'Fake diploma users tried to bribe lawyers'
Apriadi Gunawan, The Jakarta Post, Medan
At least five North Sumatra civil servants accused with 25 other civil servants and legislators of allegedly using fake university diplomas to advance their careers had attempted to bribe their way out of facing charges, a lawyer said on Saturday.
Lawyer Eddy Warman said that one of the five, currently holding a top job in the North Sumatra provincial administration, had offered him a Rp 100-million bribe to get the case withdrawn.
Warman, speaking at a seminar on educational crime in North Sumatra sponsored by the Medan Area University (UMA), said that he flatly rejected the offer. He did not say when the incident happened.
North Sumatra Governor T. Rizal Nurdin vowed last month to dismiss civil servants found guilty of using fake university diplomas.
"If there are civil servants using bogus diplomas, we will remove them because it is a criminal act," he told The Jakarta Post in Medan, the provincial capital, on May 15.
It is not unusual for civil servants to further their studies after office hours but some buy their university diplomas.
Rizal said his administration was dealing with a number of local officials accused of using counterfeit diplomas to get higher positions.
As part of efforts to find those involved in the crime, the governor ordered a full-swing probe into civil servants who had allegedly used their academic documents to seek promotion.
Local police had arrested at least 12 people suspected of belonging to a syndicate producing counterfeit diplomas.

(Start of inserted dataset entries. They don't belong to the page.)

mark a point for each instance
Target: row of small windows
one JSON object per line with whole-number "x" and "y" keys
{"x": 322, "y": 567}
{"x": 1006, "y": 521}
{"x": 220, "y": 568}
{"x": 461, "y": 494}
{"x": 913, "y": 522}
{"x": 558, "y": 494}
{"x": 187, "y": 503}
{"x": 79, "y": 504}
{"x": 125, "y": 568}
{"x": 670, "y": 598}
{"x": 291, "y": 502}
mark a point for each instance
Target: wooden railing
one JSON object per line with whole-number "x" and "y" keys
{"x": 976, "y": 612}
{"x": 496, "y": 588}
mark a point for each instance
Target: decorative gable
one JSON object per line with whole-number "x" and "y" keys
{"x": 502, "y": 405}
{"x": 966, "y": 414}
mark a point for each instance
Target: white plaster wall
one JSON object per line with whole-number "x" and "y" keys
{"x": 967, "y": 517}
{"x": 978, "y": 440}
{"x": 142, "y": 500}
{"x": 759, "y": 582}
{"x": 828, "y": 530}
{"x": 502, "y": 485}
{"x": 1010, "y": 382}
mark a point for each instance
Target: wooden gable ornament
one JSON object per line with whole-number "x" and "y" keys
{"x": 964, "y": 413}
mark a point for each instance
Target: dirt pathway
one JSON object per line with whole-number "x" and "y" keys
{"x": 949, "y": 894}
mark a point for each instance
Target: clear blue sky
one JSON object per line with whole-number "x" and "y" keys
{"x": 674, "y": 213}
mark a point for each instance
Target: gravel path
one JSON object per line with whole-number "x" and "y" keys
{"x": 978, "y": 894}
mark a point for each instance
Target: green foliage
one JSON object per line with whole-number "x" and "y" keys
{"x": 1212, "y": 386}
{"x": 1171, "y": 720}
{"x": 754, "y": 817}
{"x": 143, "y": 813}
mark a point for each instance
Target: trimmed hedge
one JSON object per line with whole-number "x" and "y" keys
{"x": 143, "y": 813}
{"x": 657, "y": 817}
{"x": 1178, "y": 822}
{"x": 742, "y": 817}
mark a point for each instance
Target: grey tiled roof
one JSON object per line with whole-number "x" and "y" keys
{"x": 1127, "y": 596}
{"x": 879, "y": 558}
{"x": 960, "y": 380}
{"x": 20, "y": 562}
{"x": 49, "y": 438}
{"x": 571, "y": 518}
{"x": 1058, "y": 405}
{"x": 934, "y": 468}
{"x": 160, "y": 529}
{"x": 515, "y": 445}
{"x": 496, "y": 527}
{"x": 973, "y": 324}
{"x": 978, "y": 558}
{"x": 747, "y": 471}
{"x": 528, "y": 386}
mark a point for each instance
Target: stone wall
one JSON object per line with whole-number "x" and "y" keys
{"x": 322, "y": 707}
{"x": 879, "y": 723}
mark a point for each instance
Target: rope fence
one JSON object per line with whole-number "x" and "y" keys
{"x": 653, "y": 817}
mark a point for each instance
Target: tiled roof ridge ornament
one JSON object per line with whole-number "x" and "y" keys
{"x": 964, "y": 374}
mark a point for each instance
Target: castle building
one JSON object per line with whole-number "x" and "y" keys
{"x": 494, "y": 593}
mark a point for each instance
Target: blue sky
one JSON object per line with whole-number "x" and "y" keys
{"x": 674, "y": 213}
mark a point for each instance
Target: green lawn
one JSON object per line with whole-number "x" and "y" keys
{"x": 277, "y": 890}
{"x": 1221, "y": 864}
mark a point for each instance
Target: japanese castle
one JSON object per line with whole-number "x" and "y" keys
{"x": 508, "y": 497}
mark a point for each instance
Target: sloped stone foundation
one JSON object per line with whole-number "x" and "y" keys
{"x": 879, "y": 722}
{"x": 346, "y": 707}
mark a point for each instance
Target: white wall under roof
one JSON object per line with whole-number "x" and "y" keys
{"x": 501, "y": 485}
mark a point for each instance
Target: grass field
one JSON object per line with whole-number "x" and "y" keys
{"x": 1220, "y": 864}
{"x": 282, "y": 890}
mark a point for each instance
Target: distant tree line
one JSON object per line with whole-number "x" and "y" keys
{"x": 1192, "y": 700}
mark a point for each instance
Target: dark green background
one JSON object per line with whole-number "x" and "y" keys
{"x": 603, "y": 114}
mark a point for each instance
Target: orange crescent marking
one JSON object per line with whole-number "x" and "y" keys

Two of the suspects were lecturers from the UMA and Nomensen University, both based in Medan.
Warman said among the 30 suspected holders of bogus degrees he reported to the police were senior officials at the provincial and city administrations and legislators.
"One of them has even become head of a district in a certain regency," he said.
Warman added that based on the result of his investigation, the number of those using counterfeit UMA diplomas was actually more than the 30.
The lawyer said he promised to submit a longer list of suspects to the police soon.
Addressing the same seminar on Saturday, North Sumatra Police detective chief Sr. Comr. Iskandar Hasan said his office was processing the cases of 30 fake diploma users.
He said the dossiers of the 12 suspects charged with involvement in the syndicate had been handed over to the local prosecutor's office.
"By late June, the trial for the case will start," Iskandar said.
He added that he suspected the syndicate to have produced fake diplomas for people from North Sumatra, Aceh, Riau and Kalimantan.
An unnamed member of the Aceh Singkil district legislative council was among those suspected to have bought the bogus diplomas.